'I would never work in Hollywood': Mexican director Michel Franco

The award-winning director says he shuns Hollywood for creative freedom as he describes streaming services as "the enemies of cinemas".

Mexican film director, screenwriter, and producer Michel Franco wrote and produced all of his films / Photo: AFP.
AFP

Mexican film director, screenwriter, and producer Michel Franco wrote and produced all of his films / Photo: AFP.

He has piled up awards and looks set for even greater acclaim with a moving new drama starring Jessica Chastain, but Michel Franco has no interest in being lured to Tinseltown.

"Memory", which premiered at the Venice Film Festival on Friday, packs more moral conundrums into its 100 minutes than many directors manage in an entire career. Franco wrote and produced "Memory", as he has all his films.

The 44-year-old director has covered a wide range of vital topics in his work, from a nightmarish military coup in "New Order" (which won the Grand Jury prize in Venice in 2020) to terminal illness in "Chronic" (best screenplay at Cannes in 2015), to teenage bullying in "After Lucia" (winner of the Un Certain Regard section at Cannes in 2012).

But despite now working with one of Hollywood's biggest stars in Chastain, Franco is determined not to follow fellow Mexican directors like Alfonso Cuaron, Guillermo del Toro and Alejandro Gonzalez Inarritu to Los Angeles.

"Where I feel comfortable is in Mexico City. There are fewer rules," Franco said to agency reporters in Venice.

"What is very interesting about the United States are the actors. In Mexico, there are good actors, but the big leagues are in New York, in Los Angeles," he explains.

"I would never work in Hollywood," he said. "I would never work for a studio where I don't have the final cut of my film." Nor is he a fan of streaming services, which he describes as "the enemies of cinemas".

Reuters

A photocall ahead of the premiere for the film "Memory". 

'Less is more'

Franco insists his films are not born from a desire to tackle a particular theme.
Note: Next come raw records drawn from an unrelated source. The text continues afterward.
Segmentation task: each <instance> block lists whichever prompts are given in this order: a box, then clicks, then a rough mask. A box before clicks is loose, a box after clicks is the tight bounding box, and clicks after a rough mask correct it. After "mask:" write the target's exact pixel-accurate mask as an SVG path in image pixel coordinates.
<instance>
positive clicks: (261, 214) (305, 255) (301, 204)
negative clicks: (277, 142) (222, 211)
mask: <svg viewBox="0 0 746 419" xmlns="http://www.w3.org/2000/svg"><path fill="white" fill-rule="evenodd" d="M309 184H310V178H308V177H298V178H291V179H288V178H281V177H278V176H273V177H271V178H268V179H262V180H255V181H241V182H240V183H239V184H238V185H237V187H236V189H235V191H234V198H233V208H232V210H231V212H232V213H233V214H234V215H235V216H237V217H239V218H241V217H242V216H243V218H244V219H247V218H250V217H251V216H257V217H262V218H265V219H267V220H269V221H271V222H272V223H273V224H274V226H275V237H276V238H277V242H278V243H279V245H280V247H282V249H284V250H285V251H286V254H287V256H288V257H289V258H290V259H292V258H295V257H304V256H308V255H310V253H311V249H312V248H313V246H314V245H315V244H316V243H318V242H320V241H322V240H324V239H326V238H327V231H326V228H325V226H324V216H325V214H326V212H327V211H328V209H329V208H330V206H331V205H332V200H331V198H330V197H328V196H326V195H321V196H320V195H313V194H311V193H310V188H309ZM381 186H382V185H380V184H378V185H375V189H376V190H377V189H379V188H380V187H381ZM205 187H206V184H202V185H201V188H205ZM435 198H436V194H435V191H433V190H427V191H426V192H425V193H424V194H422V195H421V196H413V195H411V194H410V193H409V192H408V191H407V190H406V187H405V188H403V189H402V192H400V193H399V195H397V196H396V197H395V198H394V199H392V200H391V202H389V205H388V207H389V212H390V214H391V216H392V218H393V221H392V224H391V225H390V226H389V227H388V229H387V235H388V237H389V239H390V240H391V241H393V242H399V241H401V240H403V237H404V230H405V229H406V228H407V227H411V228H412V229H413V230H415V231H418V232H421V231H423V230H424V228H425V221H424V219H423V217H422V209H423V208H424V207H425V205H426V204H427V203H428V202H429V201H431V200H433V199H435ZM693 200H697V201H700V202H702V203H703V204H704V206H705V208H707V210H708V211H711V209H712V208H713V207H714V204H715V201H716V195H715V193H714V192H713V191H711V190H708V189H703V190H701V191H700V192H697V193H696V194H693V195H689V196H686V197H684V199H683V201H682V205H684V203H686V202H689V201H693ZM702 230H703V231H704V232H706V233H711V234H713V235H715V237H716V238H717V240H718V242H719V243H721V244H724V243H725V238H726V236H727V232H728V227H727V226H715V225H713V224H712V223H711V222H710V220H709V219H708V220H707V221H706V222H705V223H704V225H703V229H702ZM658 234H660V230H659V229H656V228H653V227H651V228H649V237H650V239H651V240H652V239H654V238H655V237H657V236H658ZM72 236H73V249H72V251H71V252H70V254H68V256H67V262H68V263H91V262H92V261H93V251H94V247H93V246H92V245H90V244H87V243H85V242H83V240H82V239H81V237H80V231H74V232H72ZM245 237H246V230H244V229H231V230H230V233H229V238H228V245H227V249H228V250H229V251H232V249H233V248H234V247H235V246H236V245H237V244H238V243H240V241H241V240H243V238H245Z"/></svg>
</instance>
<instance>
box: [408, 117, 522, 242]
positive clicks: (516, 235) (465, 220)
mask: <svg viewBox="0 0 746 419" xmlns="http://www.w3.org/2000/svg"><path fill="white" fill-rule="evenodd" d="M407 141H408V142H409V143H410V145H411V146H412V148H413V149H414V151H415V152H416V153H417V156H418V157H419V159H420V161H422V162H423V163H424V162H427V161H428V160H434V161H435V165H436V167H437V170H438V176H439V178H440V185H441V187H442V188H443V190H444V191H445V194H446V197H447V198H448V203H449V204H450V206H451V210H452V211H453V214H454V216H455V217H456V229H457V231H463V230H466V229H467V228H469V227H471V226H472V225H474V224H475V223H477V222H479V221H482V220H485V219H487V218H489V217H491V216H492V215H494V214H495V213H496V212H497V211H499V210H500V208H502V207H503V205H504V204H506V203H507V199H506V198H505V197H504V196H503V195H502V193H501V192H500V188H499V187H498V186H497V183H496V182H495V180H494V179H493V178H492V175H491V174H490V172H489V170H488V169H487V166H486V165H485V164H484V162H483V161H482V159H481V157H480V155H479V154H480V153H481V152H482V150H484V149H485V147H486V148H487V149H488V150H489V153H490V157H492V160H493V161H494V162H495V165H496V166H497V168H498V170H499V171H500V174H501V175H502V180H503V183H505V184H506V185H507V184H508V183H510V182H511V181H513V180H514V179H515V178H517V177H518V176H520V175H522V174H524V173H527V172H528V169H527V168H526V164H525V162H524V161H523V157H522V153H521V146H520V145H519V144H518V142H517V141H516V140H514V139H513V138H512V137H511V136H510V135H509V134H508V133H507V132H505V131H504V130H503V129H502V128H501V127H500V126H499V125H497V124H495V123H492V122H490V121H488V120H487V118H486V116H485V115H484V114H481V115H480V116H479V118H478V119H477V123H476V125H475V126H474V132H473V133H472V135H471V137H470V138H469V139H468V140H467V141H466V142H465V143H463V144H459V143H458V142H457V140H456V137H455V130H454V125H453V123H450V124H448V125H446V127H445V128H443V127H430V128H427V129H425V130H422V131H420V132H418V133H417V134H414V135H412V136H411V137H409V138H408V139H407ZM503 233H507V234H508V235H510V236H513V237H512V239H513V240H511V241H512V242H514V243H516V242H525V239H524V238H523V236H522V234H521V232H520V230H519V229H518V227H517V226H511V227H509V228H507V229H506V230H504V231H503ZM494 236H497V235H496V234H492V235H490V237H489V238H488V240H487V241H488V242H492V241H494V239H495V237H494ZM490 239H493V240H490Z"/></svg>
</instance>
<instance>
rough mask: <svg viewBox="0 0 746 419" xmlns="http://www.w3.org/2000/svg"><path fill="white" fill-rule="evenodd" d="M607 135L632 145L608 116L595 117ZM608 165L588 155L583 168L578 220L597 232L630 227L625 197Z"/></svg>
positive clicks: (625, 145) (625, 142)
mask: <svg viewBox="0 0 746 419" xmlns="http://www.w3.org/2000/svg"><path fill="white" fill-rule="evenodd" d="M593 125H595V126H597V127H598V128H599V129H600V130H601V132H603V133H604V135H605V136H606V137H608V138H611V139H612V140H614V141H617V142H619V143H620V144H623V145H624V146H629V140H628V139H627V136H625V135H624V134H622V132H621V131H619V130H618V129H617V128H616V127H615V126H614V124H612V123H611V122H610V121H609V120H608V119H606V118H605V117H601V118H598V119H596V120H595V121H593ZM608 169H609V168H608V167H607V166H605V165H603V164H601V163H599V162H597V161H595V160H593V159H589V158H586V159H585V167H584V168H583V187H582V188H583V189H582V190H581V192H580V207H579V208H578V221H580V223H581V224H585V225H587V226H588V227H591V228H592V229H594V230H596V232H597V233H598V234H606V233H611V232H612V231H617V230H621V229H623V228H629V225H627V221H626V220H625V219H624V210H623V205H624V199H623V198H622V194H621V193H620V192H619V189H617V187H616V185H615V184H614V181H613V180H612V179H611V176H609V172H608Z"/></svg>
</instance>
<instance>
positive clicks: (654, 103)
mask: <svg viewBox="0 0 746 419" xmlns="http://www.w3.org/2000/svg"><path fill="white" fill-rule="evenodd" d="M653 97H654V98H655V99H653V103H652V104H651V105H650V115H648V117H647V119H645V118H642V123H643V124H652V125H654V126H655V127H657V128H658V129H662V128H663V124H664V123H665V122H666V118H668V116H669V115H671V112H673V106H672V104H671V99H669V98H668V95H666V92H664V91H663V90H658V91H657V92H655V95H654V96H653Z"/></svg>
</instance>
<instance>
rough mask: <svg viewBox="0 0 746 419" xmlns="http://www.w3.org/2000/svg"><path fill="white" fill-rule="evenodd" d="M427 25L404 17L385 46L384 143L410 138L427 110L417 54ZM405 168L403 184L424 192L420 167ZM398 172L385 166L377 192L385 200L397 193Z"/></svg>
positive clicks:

"'Chronic' came out from seeing the nurse who cared for my grandmother, I had her right there in front of me every day."

For "Memory", the initial spark was imagining someone being followed home from a high school reunion, which is how the main characters meet.

Parents often fail their children in Franco's films, but he says: "I try not to see them as villains because then it's uninteresting.

"I am interested in broken people, who have not completely finished inventing themselves. People with insecurities, with fears, give me more confidence than those who think they have everything clear," he added.

His scripts are brutally precise but never weighed down with explanatory dialogue, preferring to let performances and visual details do the work.

"The more I can achieve without dialogue, the better. The rule is 'less is more'," he said.